Plan social sans précédent
"Le social va exploser, la dette va exploser. Que vont décider les gouvernements ? Quelle sera la politique culturelle de demain ?" s'inquiètent les comédiens. Un mouvement qui s'inscrit dans un contexte global, "une convergeance des luttes connectée avec la société. Nous ne sommes pas un mouvement à part. Les salles de sport mais aussi les restaurants doivent rouvrir égaleement".
Selon le SFA, syndicat des français des artistes, 40 000 intermittents sur 276 000, soit près d’un quart de la profession, vont perdre leurs droits au 1er septembre.
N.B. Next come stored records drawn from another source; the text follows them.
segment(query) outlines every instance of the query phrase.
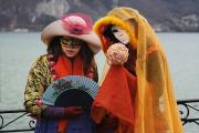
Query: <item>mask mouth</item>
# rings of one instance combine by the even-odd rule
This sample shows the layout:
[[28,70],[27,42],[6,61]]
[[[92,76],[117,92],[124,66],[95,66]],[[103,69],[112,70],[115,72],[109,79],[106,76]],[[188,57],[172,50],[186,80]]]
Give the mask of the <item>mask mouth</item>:
[[61,45],[66,48],[80,48],[83,43],[82,40],[71,38],[71,37],[63,37],[60,41]]

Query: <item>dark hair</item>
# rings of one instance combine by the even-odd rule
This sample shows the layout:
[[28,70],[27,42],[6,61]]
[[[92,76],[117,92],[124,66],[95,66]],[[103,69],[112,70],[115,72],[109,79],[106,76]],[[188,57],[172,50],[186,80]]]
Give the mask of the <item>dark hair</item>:
[[[53,54],[53,61],[57,61],[59,57],[63,54],[60,41],[63,37],[55,37],[51,40],[49,47],[48,47],[48,53]],[[83,70],[86,74],[88,72],[88,69],[92,66],[95,70],[96,64],[93,63],[94,60],[94,53],[91,51],[91,49],[87,47],[87,43],[85,41],[82,41],[82,48],[80,51],[80,55],[83,60]]]
[[[114,27],[114,24],[108,24],[106,27],[106,29],[103,32],[103,35],[106,37],[107,39],[109,39],[113,43],[118,43],[121,42],[118,39],[115,38],[112,28]],[[136,75],[136,71],[135,71],[135,65],[136,65],[136,57],[137,57],[137,51],[135,49],[133,49],[129,44],[126,44],[126,47],[128,48],[128,60],[126,63],[124,63],[124,66],[134,75]]]

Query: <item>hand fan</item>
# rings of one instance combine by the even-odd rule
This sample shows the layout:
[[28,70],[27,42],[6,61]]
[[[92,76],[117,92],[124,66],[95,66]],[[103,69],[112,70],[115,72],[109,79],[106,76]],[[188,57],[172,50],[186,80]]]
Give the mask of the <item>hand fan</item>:
[[69,75],[54,81],[44,92],[42,102],[53,106],[90,109],[97,91],[95,81],[82,75]]

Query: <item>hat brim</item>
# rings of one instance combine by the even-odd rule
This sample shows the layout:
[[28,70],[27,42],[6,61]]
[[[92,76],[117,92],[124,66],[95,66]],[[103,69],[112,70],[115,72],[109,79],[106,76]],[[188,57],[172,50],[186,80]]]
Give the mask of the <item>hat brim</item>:
[[93,53],[97,53],[101,50],[101,40],[93,31],[87,34],[71,34],[64,29],[61,20],[56,20],[46,25],[41,33],[41,40],[44,42],[44,44],[49,45],[51,40],[57,35],[81,39],[87,42],[87,45],[93,51]]

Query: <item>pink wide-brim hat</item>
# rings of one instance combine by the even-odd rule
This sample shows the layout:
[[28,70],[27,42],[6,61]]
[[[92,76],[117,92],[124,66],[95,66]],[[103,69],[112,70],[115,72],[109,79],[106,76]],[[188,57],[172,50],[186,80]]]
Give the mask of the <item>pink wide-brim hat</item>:
[[42,33],[41,33],[41,40],[44,42],[44,44],[49,45],[51,40],[54,37],[62,35],[62,37],[73,37],[76,39],[81,39],[85,42],[87,42],[88,48],[93,51],[93,53],[97,53],[101,50],[101,40],[100,38],[91,30],[88,33],[81,33],[81,34],[74,34],[70,33],[64,28],[63,20],[56,20],[54,22],[51,22],[49,25],[46,25]]

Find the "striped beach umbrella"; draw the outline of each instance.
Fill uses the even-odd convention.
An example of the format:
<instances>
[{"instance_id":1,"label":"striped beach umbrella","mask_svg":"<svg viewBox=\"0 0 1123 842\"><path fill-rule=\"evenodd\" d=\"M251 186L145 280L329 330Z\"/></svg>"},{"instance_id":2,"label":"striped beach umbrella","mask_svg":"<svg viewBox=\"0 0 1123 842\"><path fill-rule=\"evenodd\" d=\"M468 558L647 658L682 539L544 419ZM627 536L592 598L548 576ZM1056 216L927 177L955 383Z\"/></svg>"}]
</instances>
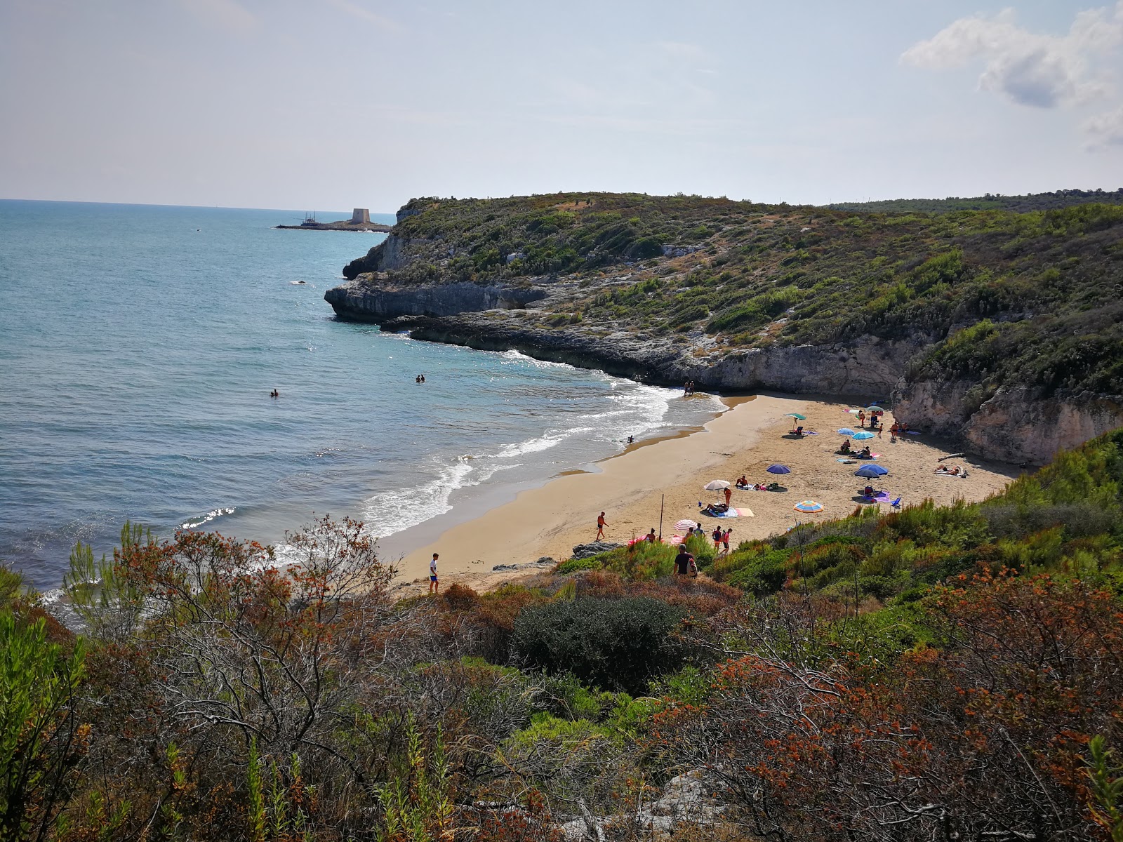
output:
<instances>
[{"instance_id":1,"label":"striped beach umbrella","mask_svg":"<svg viewBox=\"0 0 1123 842\"><path fill-rule=\"evenodd\" d=\"M801 500L798 503L792 506L792 509L794 509L797 512L821 512L824 509L827 509L827 506L824 506L822 503L816 503L813 500Z\"/></svg>"}]
</instances>

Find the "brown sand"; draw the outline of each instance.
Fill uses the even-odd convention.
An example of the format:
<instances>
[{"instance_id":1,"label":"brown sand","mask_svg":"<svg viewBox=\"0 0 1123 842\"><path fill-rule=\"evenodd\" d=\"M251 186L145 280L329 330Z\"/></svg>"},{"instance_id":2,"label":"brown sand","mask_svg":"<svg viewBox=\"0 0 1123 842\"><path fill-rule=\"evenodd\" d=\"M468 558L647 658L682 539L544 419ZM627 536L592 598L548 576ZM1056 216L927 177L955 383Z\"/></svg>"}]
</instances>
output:
<instances>
[{"instance_id":1,"label":"brown sand","mask_svg":"<svg viewBox=\"0 0 1123 842\"><path fill-rule=\"evenodd\" d=\"M1002 489L1016 470L1002 464L988 464L962 457L947 459L969 472L966 479L933 475L941 457L953 452L926 436L905 436L891 443L885 415L880 438L855 445L870 445L880 454L877 464L889 469L880 479L853 475L865 463L844 465L834 450L842 437L836 430L858 428L857 415L844 410L853 404L830 400L806 400L776 395L755 399L729 399L732 409L692 434L640 442L623 454L601 461L590 473L567 473L546 485L522 492L515 500L497 506L475 520L449 528L436 541L407 555L400 565L400 580L417 583L428 577L429 559L440 553L441 583L462 582L476 589L487 589L529 571L492 573L495 565L524 564L541 556L557 560L569 557L577 543L596 536L596 515L604 511L609 523L605 540L627 542L659 529L660 497L665 495L663 534L675 533L681 519L701 520L706 531L715 524L732 528L733 542L764 538L782 532L796 520L841 518L860 503L855 498L867 483L889 492L891 498L919 503L931 497L939 504L957 497L982 500ZM798 412L806 421L785 418ZM819 434L802 439L787 431L803 424ZM765 472L773 463L792 469L774 476ZM752 518L712 519L699 514L701 501L720 502L721 492L702 489L711 479L733 483L741 474L750 483L776 479L786 492L733 489L732 505L751 509ZM800 514L792 506L811 498L823 503L821 514ZM887 504L882 507L888 510ZM422 586L423 588L423 586ZM412 589L412 588L410 588Z\"/></svg>"}]
</instances>

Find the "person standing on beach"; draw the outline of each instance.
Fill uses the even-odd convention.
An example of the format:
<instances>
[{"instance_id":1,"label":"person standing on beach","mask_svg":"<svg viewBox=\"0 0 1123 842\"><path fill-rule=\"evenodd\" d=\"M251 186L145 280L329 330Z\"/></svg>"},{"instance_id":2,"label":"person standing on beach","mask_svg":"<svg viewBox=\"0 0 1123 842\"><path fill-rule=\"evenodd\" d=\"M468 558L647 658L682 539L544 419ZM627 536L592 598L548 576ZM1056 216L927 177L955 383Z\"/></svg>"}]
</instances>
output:
<instances>
[{"instance_id":1,"label":"person standing on beach","mask_svg":"<svg viewBox=\"0 0 1123 842\"><path fill-rule=\"evenodd\" d=\"M678 544L678 555L675 556L675 576L688 576L694 556L686 549L685 543Z\"/></svg>"}]
</instances>

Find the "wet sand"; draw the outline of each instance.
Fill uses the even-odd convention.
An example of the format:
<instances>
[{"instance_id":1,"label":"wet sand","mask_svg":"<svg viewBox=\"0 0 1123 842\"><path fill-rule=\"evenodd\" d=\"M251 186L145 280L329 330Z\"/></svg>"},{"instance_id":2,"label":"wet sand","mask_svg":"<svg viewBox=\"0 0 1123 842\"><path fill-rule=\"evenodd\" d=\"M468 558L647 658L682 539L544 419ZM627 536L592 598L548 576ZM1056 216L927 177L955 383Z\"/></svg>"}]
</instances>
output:
<instances>
[{"instance_id":1,"label":"wet sand","mask_svg":"<svg viewBox=\"0 0 1123 842\"><path fill-rule=\"evenodd\" d=\"M663 534L675 533L681 519L701 520L703 528L732 528L733 541L764 538L797 521L823 520L849 514L861 503L858 492L868 483L884 488L889 498L919 503L931 497L939 504L983 500L1001 491L1016 475L1016 468L962 457L943 464L961 465L966 479L932 472L942 457L953 451L928 436L905 436L891 442L886 429L880 438L867 439L877 464L891 472L880 479L853 475L864 463L842 464L836 454L842 441L836 430L859 429L856 404L780 395L725 399L731 405L704 428L664 439L641 441L622 454L597 463L590 472L567 472L546 485L521 492L513 501L491 509L474 520L458 523L428 546L409 552L400 562L399 579L413 583L428 576L429 559L440 553L442 584L462 582L476 589L494 587L504 579L526 576L530 570L493 573L495 565L527 564L549 556L558 561L569 557L577 543L596 536L596 516L604 512L609 523L605 540L627 542L659 530L663 503ZM789 412L806 421L786 418ZM893 423L885 414L885 427ZM803 424L818 434L789 437L788 430ZM792 473L780 476L765 469L783 464ZM733 489L732 505L749 509L755 516L712 519L699 514L699 502L719 502L720 492L702 486L711 479L734 482L745 474L750 483L778 481L784 492ZM821 514L800 514L793 506L811 498L827 506ZM888 510L888 504L882 504Z\"/></svg>"}]
</instances>

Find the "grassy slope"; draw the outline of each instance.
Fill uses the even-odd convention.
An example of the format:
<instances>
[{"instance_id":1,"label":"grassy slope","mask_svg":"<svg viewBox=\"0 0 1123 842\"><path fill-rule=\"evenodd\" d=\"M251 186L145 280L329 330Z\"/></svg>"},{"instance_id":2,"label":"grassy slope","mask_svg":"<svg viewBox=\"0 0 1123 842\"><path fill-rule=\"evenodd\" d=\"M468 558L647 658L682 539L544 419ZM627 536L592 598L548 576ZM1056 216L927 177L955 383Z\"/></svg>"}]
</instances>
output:
<instances>
[{"instance_id":1,"label":"grassy slope","mask_svg":"<svg viewBox=\"0 0 1123 842\"><path fill-rule=\"evenodd\" d=\"M416 259L392 280L577 278L545 314L555 327L706 331L730 351L919 336L942 344L913 378L1123 394L1123 207L882 214L602 193L408 207L421 212L395 232Z\"/></svg>"},{"instance_id":2,"label":"grassy slope","mask_svg":"<svg viewBox=\"0 0 1123 842\"><path fill-rule=\"evenodd\" d=\"M1123 187L1115 191L1103 190L1058 190L1052 193L1028 193L1026 195L948 196L947 199L885 199L876 202L837 202L829 204L834 210L864 211L876 213L948 213L957 210L1010 210L1025 211L1057 210L1074 204L1123 204Z\"/></svg>"}]
</instances>

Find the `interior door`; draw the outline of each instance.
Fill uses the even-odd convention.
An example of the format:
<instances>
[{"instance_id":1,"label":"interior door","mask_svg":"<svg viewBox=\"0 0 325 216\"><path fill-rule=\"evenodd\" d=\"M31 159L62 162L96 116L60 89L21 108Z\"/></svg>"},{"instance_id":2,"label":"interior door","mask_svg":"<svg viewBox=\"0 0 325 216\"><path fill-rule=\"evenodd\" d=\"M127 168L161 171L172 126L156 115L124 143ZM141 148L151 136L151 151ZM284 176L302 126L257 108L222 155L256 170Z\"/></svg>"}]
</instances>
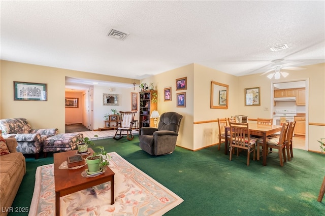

Du jamais vu. "Un licenciement massif de la profession. Des gens vont perdre leur activité. Certains seront en dépression et vont abandonner car ce n’est plus possible" s'inquiète le comédien.
Santé mentale
"Plus généralement les Français qui ne peuvent plus aller au restaurant, dans les salles de sport ou au spectacle, cela va créer d’autres problèmes sanitaires : dépression, troubles physiques….
Si on ouvre les lieux de culte et les hypermarchés, il faut aussi que l’on pense à la santé mentale et physique des Français… Il faut que l’on ouvre des lieux de culture avec les bons protocoles, le respect des précautions sanitaires..." ajoute Jean-Christophe Coutaud.
Il est déterminé comme ses pairs à se faire entendre. Le mouvement a été reconduit. Cette nuit encore, lui et d'autres intermittents du spectacle camperont dans la salle Paloma de Nîmes.
"Je fais de l'enduit, je ramasse des asperges" : Amélie Zaroukian, comédienne
Elle est chanteuse, comédienne... Et depuis peu elle a profité de la crise pour avoir une nouvelle corde à son arc, la voix off. Amélie Zaroukian travaille avec les associations... A l'arrêt ou presque depuis un an, elle n'arrive plus à vivre de son métier. "Il faut bien manger, alors mon frère qui a une entrepise de peinture m'a embauchée. Je fais de l'enduit. J'ai aussi ramassé les asperges au moment de la récolte", soupire la jeune femme. "C'est épuisant moralement. Nous n'avons pas de visibilité. Nous ne savons pas si nos droits seront prolongés. J'ai 1000 euros par mois au lieu du double habituellement. Mon mari (qui est aussi intermitent du spectacle) et moi ne savons pas si nous allons continuer dans ce métier ou pas".